Being bored of exploring the Moon over and over again Wall-B decided to explore something he is made of — binary numbers. He took a binary number and decided to count how many times different substrings of length two appeared. He stored those values in $c_{00}$, $c_{01}$, $c_{10}$ and $c_{11}$, representing how many times substrings 00, 01, 10 and 11 appear in the number respectively. For example:

$10111100 \rightarrow c_{00} = 1, \ c_{01} = 1,\ c_{10} = 2,\ c_{11} = 3$

$10000 \rightarrow c_{00} = 3,\ c_{01} = 0,\ c_{10} = 1,\ c_{11} = 0$

$10101001 \rightarrow c_{00} = 1,\ c_{01} = 3,\ c_{10} = 3,\ c_{11} = 0$

$1 \rightarrow c_{00} = 0,\ c_{01} = 0,\ c_{10} = 0,\ c_{11} = 0$

Wall-B noticed that there can be multiple binary numbers satisfying the same $c_{00}$, $c_{01}$, $c_{10}$ and $c_{11}$ constraints.

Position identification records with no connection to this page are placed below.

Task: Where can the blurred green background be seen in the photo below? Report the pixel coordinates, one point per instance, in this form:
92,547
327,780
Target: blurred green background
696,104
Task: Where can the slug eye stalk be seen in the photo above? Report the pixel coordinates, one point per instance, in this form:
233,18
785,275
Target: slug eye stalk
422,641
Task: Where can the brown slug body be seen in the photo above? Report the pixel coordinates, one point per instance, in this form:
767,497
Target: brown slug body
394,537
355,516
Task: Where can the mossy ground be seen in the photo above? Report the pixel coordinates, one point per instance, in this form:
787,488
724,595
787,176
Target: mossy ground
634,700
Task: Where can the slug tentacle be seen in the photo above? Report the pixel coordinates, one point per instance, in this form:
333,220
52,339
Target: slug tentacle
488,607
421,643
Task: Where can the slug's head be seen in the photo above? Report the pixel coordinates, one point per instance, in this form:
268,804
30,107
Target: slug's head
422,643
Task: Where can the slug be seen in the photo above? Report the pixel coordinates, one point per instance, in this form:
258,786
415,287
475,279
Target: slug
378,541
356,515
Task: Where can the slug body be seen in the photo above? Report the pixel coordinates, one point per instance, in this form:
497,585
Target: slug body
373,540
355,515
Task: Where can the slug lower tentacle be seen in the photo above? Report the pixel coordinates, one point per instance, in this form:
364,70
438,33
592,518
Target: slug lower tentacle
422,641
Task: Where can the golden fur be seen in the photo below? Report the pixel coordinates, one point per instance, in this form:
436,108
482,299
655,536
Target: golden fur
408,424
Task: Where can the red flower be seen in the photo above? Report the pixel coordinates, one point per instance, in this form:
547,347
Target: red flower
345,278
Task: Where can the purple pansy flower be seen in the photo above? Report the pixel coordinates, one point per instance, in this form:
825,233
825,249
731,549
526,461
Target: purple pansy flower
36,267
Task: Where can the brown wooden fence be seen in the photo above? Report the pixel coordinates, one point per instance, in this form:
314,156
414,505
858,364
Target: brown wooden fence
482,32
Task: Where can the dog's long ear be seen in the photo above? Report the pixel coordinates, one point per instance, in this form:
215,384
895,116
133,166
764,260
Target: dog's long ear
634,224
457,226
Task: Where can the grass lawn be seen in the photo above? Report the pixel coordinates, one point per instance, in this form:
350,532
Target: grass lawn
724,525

Because of that he wanted to count how many binary numbers satisfy the constraints $c_{xy}$ given the interval $[A, B]$. Unfortunately, his processing power wasn't strong enough to handle large intervals he was curious about. Can you help him? Since this number can be large print it modulo $10^9 + 7$.

First two lines contain two positive binary numbers $A$ and $B$ ($1 \leq A \leq B < 2^{100\,000}$), representing the start and the end of the interval respectively. Binary numbers $A$ and $B$ have no leading zeroes.

Next four lines contain decimal numbers $c_{00}$, $c_{01}$, $c_{10}$ and $c_{11}$ ($0 \leq c_{00}, c_{01}, c_{10}, c_{11} \leq 100\,000$) representing the count of two-digit substrings 00, 01, 10 and 11 respectively.

Output one integer number representing how many binary numbers in the interval $[A, B]$ satisfy the constraints mod $10^9 + 7$.